I would say someone should rethink owning a dog if they never walk it or let it out to exercise as well. Neglect comes in many forms. If I were to lose my job right now, I would have to budget. Considering if you read any of these other threads, unless you feed your dog the cheap cheap stuff like ol Roy, it costs about the same to feed Canidae as it does to feed Purina due to the amount. Once you get over the sticker shock and learn the facts, your argument holds no water. 

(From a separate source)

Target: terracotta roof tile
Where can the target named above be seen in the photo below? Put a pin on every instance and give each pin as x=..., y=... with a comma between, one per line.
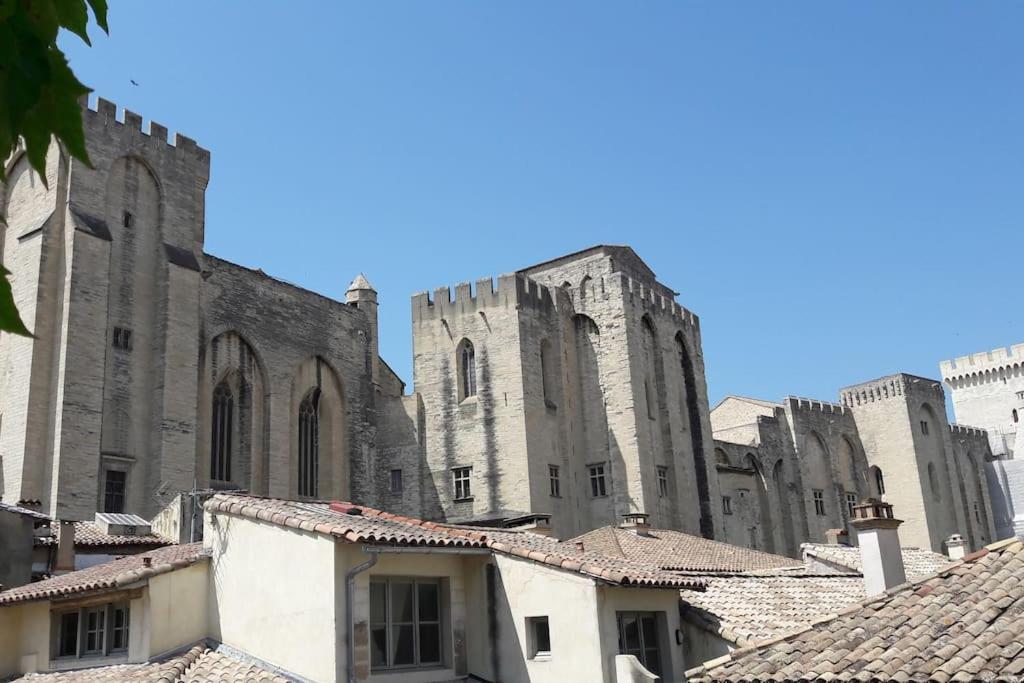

So, at what part did I even IMPLY that someone should let their children go without proper nutrition? Please quote it, because I sure as hell don't see that in my posts. If you can't afford $0.65 a day to feed your dog properly, you can't afford a dog. This is just a truth. This is a hell of a lot less than I eat for daily. Stop being such a reactionary and look at the facts.



EGK said:


> This is my first time here and i'm just browsing threads. Reading this one makes me wonder how dogs durvived into the 21st century. I mean without yuppy food to eat you'd think man's best friend would have gone extinct


Nah, we've just seen a rise in dog cancers, thyroid problems, diabetes, and a nice handful of other diseases we humans enjoy.


----------



## rosemaryninja (Sep 28, 2007)

EGK said:


> This is my first time here and i'm just browsing threads. Reading this one makes me wonder how dogs durvived into the 21st century. I mean without yuppy food to eat you'd think man's best friend would have gone extinct


http://www.rawfed.com/


----------



## EGK (Oct 6, 2008)

Falkon said:


> Nah, we've just seen a rise in dog cancers, thyroid problems, diabetes, and a nice handful of other diseases we humans enjoy.


I would bet that's more from lack of exercise and people feeding their dogs human junk foods. 

My brother fed his dog the best dog food money could buy, even buying raw meat when he'd read articles about commercial foods being contaminated. His dog was probably 30lbs overweight because he also fed her tons of human junk food and she hardly got any exercise. It had lots of health problems and died at an early age.

My point is no matter what someone feeds their dog, others will find some fault with it. As with people, moderation is key. I've been feeding IAMS to my shelter dog yet I read posts on these forums saying it's garbage. Loose dogs routinely rummage in garbage cans. I'm sure Sally did since she was picked up as a stray. I have to think IAMS isn't so bad.


----------



## flipgirl (Oct 5, 2007)

EGK said:


> I would bet that's more from lack of exercise and people feeding their dogs human junk foods.
> 
> My brother fed his dog the best dog food money could buy, even buying raw meat when he'd read articles about commercial foods being contaminated. His dog was probably 30lbs overweight because he also fed her tons of human junk food and she hardly got any exercise. It had lots of health problems and died at an early age.
> 
> My point is no matter what someone feeds their dog, others will find some fault with it. As with people, moderation is key. I've been feeding IAMS to my shelter dog yet I read posts on these forums saying it's garbage. Loose dogs routinely rummage in garbage cans. I'm sure Sally did since she was picked up as a stray. I have to think IAMS isn't so bad.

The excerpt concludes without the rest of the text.